The unanimous decision by the Court of Appeals brings Wesley Eugene Baker, 46, one step closer to the issuance of a warrant for his execution.
William B. Purpura, a public defender representing Baker, said he intends to appeal the court's decision to the U.S. Supreme Court and plans a broader legal challenge that would explore the issue of race in capital cases.
"We are close to the end and ... there's just nothing much more," Purpura said yesterday. "The Baltimore County state's attorney could seek a death warrant. They could do that now."
S. Ann Brobst, a county prosecutor, said she will speak Tuesday with the state attorney general's senior counsel for capital litigation to decide on a course of action.
Baker was scheduled to be put to death in May 2002. But days before his scheduled execution, then-Gov. Parris N. Glendening imposed a state moratorium on the death penalty.
The moratorium was effectively lifted when Gov. Robert L. Ehrlich Jr. came into office, and in June convicted murderer Steven H. Oken was executed.
In Baker's most recent appeal, he had argued that Maryland's process for sentencing death penalty cases is flawed.
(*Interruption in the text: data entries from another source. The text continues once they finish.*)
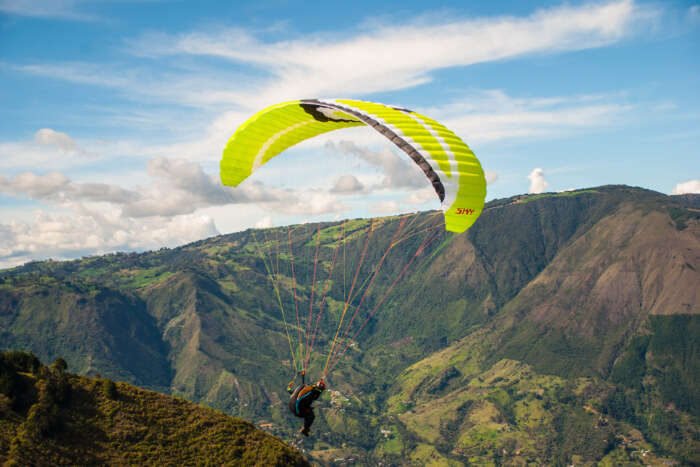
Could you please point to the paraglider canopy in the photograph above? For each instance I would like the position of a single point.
(447, 162)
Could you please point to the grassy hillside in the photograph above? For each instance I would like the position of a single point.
(554, 314)
(51, 417)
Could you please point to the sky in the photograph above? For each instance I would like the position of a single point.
(115, 113)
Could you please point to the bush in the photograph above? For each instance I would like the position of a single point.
(109, 389)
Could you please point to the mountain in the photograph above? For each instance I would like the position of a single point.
(561, 328)
(51, 417)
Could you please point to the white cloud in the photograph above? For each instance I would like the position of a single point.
(56, 187)
(347, 184)
(396, 56)
(47, 136)
(491, 177)
(398, 172)
(537, 182)
(307, 203)
(692, 186)
(86, 233)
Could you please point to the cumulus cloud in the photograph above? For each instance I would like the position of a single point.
(491, 177)
(85, 233)
(56, 187)
(307, 203)
(538, 184)
(692, 186)
(347, 184)
(422, 196)
(397, 171)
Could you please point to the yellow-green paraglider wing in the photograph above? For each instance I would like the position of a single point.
(451, 167)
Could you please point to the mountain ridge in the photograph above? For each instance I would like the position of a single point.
(562, 284)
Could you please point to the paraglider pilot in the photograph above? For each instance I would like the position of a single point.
(300, 401)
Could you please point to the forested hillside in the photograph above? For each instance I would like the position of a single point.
(49, 416)
(561, 328)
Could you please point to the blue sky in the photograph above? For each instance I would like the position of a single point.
(115, 112)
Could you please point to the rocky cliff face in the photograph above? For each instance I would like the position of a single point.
(574, 290)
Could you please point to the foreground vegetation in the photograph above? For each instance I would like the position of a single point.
(560, 329)
(51, 417)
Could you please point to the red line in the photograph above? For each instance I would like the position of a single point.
(291, 260)
(311, 302)
(420, 249)
(374, 276)
(328, 282)
(357, 272)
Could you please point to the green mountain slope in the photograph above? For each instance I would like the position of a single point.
(51, 417)
(559, 313)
His lawyers focused on the way a judge or jury weighs reasons to sentence a murderer to death against reasons to spare the killer's life.
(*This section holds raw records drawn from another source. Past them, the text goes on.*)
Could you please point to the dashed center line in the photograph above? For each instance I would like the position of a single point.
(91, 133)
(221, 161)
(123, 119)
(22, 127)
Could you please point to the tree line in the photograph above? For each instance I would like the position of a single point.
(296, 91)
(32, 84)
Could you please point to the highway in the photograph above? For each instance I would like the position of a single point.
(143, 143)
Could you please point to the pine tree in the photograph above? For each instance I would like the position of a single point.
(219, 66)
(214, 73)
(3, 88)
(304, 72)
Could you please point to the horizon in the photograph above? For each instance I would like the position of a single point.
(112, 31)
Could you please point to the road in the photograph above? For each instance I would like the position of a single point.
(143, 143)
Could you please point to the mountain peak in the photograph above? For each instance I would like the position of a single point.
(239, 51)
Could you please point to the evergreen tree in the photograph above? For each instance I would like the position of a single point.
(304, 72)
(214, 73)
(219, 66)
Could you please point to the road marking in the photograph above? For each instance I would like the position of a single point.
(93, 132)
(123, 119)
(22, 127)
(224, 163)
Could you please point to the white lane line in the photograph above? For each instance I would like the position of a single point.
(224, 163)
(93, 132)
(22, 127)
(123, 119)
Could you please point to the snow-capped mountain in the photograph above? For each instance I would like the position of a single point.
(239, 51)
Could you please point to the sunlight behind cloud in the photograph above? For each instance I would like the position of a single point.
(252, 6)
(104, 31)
Using a standard called "preponderance of the evidence," a judge or jury must decide whether aggravating factors, such as a rape or another felony committed along with the murder, outweigh mitigating factors, such as a defendant's troubled childhood.
Preponderance of the evidence means that it is more likely than not that the aggravating factors outweigh the mitigating factors. It is a less stringent standard than "beyond a reasonable doubt," which is required in finding a person guilty of a crime.
But the Court of Appeals wrote in its 17-page opinion that the challenge to the evidence standard "is not a proper issue this case" because the balancing test was not used during Baker's sentencing hearing. The sentencing judge determined there were no mitigating factors to consider.
Still, the appeals court went on in yesterday's opinion to reaffirm the constitutionality of the state's balancing test.
But Michael Stark, an organizer with Campaign to End the Death Penalty, said the court missed the real issue: Plenty of mitigating evidence never reached the sentencing judge because Baker, told the night before the hearing by his attorneys about the family history they planned to present, forbid his attorneys from presenting any of it.
"That's always been the sticking point with Baker," Stark said. "His life is like a horror story with tons and tons and tons of mitigating stuff."
In a clemency petition delivered to Glendening in May 2002 in an effort to save Baker's life, the death row inmate's attorneys wrote that an unstable childhood with an exceptionally young mother led Baker to begin drinking vodka and using marijuana by age 10 and to start shooting heroin by 14.
After running away from home, Baker frequented The Block and took to "sleeping in movie theaters, hotel bathrooms and abandoned cars," according to the petition. He quit school in the eighth grade, and at 14, according to the petition, began a relationship with a woman in her late 20s who supported a heroin habit by working as a prostitute.
Baker was 34 when a Harford County jury convicted him of murder in 1992 for killing Jane Tyson, a 49-year-old teacher's aide. She was shot June 6, 1991, in front of two of her grandchildren in the parking lot of Westview Mall in a robbery that netted $10.
Baker's lawyers also are preparing a legal challenge that would use a University of Maryland study released last year that found racial and geographic influences on capital punishment in the state.